Tim: As Max was saying, that’s what we really get off on…the live experience. Both as a band and as fans. Personally, I still go to a ton of concerts whenever I can and that’s one of the really cool things about being in a band is that you get to go on tour with bands that you’d actually want to see in concert. If you could go back in time and tell your 16-year-old self that this was going to happen, you’d blow your mind.

Max: Touring is the gig you signed up for. If you hated to tour, then being in a rock-and-roll band would be really weird. Rock and roll is a kind of community thing; it’s music for people. It’s meant to be played live. We all feel really lucky that it’s part of the job so we take it really seriously.

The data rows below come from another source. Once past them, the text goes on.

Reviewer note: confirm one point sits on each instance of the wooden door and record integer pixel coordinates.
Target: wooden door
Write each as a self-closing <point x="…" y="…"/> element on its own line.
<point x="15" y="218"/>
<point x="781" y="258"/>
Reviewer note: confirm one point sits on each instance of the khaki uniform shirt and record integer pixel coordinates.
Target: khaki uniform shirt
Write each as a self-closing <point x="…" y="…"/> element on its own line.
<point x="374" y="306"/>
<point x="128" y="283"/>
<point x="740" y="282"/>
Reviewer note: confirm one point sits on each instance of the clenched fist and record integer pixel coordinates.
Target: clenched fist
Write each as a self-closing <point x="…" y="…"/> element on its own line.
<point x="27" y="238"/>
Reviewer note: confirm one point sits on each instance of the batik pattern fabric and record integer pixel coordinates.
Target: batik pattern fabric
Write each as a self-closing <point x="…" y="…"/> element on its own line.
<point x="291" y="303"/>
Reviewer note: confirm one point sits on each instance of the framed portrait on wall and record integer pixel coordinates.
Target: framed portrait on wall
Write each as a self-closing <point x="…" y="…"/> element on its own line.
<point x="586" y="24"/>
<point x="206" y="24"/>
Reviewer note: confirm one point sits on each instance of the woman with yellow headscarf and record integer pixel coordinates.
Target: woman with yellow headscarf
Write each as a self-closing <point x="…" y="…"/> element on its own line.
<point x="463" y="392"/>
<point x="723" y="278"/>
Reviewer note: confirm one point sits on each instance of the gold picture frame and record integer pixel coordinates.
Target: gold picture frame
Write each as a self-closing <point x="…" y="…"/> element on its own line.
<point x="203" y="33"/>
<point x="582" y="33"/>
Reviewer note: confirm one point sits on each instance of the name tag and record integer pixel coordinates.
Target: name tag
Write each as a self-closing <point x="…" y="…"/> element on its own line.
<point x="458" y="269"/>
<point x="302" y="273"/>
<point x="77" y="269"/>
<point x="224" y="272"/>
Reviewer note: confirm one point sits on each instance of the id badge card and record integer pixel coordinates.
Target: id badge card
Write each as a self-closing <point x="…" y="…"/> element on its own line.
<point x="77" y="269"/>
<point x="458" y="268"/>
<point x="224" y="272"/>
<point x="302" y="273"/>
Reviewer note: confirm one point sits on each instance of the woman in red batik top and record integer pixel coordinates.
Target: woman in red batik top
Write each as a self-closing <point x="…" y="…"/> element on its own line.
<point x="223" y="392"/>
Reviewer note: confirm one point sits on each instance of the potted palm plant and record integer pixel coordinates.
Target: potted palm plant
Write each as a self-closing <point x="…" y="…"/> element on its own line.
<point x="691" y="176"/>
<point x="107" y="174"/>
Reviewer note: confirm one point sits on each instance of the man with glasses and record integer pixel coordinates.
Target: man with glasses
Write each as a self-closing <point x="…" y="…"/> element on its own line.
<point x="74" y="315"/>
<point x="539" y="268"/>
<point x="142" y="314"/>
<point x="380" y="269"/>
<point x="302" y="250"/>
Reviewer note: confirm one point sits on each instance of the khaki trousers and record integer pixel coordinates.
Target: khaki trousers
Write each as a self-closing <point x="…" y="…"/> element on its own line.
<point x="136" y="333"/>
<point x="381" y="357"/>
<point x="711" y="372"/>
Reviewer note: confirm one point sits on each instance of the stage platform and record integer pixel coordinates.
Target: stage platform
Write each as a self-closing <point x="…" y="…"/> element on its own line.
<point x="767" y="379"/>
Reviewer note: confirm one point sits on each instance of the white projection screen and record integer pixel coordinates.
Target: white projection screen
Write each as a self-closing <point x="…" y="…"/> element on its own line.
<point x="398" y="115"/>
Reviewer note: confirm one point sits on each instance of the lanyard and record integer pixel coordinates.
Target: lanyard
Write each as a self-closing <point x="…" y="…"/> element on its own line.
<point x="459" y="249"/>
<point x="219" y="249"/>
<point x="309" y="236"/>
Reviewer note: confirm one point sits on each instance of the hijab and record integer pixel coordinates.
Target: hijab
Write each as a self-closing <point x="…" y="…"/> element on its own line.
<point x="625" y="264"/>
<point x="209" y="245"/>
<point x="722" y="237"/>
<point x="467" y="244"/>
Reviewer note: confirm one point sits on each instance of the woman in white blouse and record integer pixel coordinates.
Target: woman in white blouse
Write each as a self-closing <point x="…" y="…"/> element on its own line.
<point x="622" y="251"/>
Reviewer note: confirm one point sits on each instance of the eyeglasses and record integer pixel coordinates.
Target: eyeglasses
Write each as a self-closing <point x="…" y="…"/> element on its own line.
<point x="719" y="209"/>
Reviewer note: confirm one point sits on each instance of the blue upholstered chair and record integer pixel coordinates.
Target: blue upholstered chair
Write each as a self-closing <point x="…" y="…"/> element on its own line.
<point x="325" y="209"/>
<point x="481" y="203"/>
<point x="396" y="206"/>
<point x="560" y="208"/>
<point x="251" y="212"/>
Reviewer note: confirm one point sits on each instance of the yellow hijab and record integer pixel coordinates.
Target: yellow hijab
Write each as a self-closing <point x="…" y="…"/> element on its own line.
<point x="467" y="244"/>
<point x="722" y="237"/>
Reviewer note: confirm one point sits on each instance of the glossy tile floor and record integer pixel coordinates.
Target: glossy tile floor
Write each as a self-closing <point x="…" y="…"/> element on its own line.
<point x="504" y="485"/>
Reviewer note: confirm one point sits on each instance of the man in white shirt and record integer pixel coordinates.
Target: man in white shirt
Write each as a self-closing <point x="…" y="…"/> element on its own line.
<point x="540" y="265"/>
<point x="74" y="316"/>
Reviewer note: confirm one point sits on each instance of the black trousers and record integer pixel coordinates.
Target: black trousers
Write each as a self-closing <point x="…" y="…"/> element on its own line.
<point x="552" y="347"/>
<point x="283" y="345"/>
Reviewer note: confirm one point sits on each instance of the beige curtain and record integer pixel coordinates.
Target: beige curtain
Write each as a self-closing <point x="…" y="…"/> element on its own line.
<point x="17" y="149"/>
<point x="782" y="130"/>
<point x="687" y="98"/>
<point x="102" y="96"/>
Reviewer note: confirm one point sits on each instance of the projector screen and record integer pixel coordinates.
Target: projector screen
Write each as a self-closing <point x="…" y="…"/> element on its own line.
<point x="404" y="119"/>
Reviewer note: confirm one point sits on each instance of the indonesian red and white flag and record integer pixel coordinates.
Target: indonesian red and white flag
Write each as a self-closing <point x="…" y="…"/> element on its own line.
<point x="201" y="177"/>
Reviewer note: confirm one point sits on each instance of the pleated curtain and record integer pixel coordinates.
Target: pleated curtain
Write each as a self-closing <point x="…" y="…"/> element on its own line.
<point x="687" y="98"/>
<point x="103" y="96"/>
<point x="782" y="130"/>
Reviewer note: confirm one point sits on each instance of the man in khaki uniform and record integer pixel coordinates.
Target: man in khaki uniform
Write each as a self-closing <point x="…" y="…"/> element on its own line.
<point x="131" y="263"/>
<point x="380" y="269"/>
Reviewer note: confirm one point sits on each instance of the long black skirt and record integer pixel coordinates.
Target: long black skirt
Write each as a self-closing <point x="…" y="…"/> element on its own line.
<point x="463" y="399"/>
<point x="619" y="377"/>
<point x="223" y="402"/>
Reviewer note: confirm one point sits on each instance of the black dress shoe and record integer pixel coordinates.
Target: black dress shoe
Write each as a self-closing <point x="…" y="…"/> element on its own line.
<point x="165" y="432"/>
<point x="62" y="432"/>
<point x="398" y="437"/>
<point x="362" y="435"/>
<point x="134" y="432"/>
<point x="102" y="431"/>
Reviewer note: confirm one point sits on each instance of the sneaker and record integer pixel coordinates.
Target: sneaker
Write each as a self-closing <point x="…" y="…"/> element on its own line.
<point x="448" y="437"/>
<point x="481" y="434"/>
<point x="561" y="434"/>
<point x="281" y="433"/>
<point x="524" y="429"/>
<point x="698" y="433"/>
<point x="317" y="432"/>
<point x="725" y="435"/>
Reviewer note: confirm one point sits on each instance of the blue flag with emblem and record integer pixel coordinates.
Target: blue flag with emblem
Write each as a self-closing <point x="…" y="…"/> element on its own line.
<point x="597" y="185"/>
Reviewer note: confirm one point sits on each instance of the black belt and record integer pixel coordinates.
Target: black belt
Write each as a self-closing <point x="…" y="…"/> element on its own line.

8. Style is always a factor.

Max: I’ll tell you, we look back at old press photos and grimace. Don’t include those kinds of photos in this! There’s definitely a connection between the image and the music. Just as a band in pop culture and rock-and-roll, you get a kick out of seeing The Beatles in old press shots and seeing how cool they looked. I think we’re observers of stuff like that and we take it as one of our responsibilities. You don’t want to go to a show and see your favourite band looking like a bunch of schleps.

Tim: There’s an expression called SOS, which means help but also ‘shorts on stage.’ You can’t do that.

Max: Unless you’re really fucking cool and can pull them off. The odd band gets away with it. In our band, Mike has a real keen eye. He will give his master opinion on a new garment and he’ll say either you can do better or,that’s the one. The problem with suits on tour [like The Beatles] is that because we sweat so much on stage, we’d need like eight different versions of the suit. Or we’d need to find a dry cleaner in every city, every single day. We’ve dressed in suits for the odd show now and then, and that can be really fun. But on tour you have to be lean and mean. Light and tight.